I was helping a customer with a software package installation. The installer package is created by the SageKey Access 2003 packager product. The installer installs the MS Access 2003 runtime, the Access 2003 SP3 update and several other files. It then runs an additional patch to install the latest version of MSCOMCTL.ocx. Microsoft initially released a broken update for MSCOMCTL.ocx. Then subsequently rereleased the update but the rerelease doesn’t fix the broken update, if it was already installed. Fixing the broken update is performed by a .Net 2 process. It’s essentailly a script of a manual process outlined by Microsoft to repair a broken MSCOMCTL.ocx patch.
Upon launching the application, if the broken MSCOMCTL.ocx installation is detected, the same .Net utility that was run in the installer package is run again. This is for situations where an update was performed, instead of the full installation.
I remoted into the user’s computers so I didn’t physically see them and time was of the essence so I wasn’t able to check the specs. There were two computers with the problem and the customer said that they were identical computers. They both ran Windows 7. I saw that one of them was an HP but I don’t know the model. As stated earlier, the application that I’m working on is a Microsoft Access 2003 runtime application. It’s possible that a newer version of MS Office was also installed but this shouldn’t be an issue. Many other computers running this application have another version of MS Office installed and have no issues.
Other machines for other customers are working without issue. This particular customer is an administrator. I don’t know what the state the computer was in when she ran the installer but I found that the correct version of the ocx file existed but it was improperly registered. Upon trying to fix the registry, both manually and by using the .Net utility to fix it, the UAC prompt for an administrator popped up (the prompt didn’t ask for a user name/password because it detected that the user was an administrator). Clicking OK to continue made it appear like everything was running correctly but the end result was that the user didn’t have elevated privileges so the issue was not resolved. Manually attempting to do the same thing didn’t work. Logged in as my customer, I was unable to rename MSCOMCTL.ocx.

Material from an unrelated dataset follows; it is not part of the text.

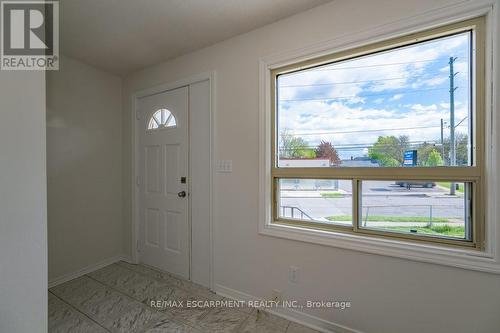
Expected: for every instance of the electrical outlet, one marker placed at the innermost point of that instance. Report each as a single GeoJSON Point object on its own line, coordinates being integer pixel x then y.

The way I worked around this was to turn UAC off. Upon doing so, it was just a matter of running the .Net utility that fixes the errant registry keys. After doing that, I enabled UAC again and everything proceeded to work, like it should.
Has anyone ever seen a situation where an administrative user would receive the correct UAC prompt for an administrative user, no Windows errors are generated (I need to add some additional error handling to my utility) but UAC is not allowing the administrative user to perform administrative tasks, such as renaming files and running regsvr32.exe? Do you know if there is a fix for this situation?